I/ Favoriser le développement du Capital Risque en Europe
A/ Favoriser le « Build up » est un ingrédient d’un marché d’exit
À l’inverse de la Silicon Valley, l’écosystème en Europe et notamment français souffre d’un manque d’acteurs « aquéreurs ». Les acquisitions restent encore trop rares en Europe comme le montre le graphe ci-dessus.
B/ Créer un marché d’exit et un « NASDAQ européen »
En outre, Emanuele estime que le marché des sorties souffre de l’absence d’un équivalent comme le Nasdaq c’est-à-dire une place boursière spécifiquement dédiée à la valorisation des acteurs technologiques. Un certain nombre de réussites entrepreneuriales européennes à l’image de Criteo ou de Talend ont choisi d’être cotées au NASDAQ plutôt qu’en Europe. Ceci traduit une difficulté des Européens à valoriser les entreprises technologiques. Les gérants d’actifs mais aussi les particuliers préfèrent des placements moins risqués.
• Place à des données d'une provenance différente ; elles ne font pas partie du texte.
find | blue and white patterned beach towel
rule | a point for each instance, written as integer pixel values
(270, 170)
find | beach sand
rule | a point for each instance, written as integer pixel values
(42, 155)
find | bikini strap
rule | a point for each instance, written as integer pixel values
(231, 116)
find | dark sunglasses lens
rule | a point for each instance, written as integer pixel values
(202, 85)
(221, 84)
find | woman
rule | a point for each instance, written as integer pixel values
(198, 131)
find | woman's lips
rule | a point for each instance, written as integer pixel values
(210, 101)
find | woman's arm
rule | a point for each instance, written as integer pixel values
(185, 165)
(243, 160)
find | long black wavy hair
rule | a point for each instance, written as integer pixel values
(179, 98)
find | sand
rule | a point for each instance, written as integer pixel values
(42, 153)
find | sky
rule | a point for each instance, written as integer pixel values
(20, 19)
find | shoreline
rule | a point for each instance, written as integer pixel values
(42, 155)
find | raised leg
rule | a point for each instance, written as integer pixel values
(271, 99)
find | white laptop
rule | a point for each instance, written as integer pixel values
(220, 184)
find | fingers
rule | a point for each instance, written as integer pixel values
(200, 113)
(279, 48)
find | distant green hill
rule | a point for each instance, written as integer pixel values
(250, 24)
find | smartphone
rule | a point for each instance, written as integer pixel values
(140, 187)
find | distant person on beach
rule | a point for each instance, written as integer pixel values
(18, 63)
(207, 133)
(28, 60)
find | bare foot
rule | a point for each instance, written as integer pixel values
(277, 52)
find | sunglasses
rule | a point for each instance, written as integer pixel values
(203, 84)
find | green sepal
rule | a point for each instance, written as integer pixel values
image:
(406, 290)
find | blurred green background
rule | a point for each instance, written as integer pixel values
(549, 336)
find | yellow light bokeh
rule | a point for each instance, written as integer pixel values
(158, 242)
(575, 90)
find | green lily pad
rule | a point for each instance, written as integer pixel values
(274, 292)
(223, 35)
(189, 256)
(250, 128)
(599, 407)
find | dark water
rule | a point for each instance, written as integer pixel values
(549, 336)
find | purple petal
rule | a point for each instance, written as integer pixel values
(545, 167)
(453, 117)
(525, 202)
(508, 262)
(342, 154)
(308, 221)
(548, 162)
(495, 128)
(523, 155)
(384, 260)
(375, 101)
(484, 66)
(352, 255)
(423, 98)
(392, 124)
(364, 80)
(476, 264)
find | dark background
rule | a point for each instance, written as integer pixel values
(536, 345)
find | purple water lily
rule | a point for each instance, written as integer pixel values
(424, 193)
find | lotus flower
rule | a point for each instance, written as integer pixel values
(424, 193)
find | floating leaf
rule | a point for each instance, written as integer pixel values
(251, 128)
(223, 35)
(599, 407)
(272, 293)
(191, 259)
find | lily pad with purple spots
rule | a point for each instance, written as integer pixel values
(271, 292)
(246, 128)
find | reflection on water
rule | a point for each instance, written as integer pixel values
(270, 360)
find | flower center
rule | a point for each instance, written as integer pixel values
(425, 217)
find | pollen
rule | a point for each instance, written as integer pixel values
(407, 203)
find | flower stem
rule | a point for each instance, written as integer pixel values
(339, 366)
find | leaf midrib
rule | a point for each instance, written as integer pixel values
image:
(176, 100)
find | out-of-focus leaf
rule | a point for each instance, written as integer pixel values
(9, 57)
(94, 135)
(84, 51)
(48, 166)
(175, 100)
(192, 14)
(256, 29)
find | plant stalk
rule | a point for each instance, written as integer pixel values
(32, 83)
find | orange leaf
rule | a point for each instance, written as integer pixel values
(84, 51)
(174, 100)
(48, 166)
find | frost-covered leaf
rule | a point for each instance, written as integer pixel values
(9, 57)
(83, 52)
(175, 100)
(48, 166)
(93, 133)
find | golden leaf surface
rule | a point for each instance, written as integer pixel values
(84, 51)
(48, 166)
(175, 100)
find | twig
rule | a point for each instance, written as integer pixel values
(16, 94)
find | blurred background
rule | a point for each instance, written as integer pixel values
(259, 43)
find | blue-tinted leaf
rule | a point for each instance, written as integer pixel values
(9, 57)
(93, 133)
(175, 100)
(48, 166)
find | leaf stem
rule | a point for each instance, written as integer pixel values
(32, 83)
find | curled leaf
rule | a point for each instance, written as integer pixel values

Par conséquent, lorsque les entreprises technologiques européennes s’introduisent en bourse, elles quittent leurs berceaux européens pour les États-Unis. Certains fonds du marché unique devraient se donner pour mandat d’investir dans la technologique en Europe.
C/ Le risque pour le Venture Capital européen
Aujourd’hui, on déploie 14 milliards pour faire du Venture Capital. Mais, si les investisseurs ne peuvent pas revendre leurs participants, ils ne pourront pas récupérer leurs mises. Si ce sujet n’est pas résolu, alors, il risque d’y avoir un vrai sujet sur la pérennité de l’écosystème VC en Europe.
En Europe, on se montre très optimise quand on affirme : « une licorne européenne est une entreprise qui lève plus d’un milliard d’euros ». En vérité, beaucoup des investisseurs qui soutiennent ces licornes cherchent une sortie financière. Il peut s’agir d’un tour de financement supplémentaire mais les tours privés ne peuvent pas s’enchaîner à l’infini. À un moment donné, soit ces licornes s’introduisent en bourse, soit elles s’adossent à un grand groupe. Il n’y a pas d’alternative.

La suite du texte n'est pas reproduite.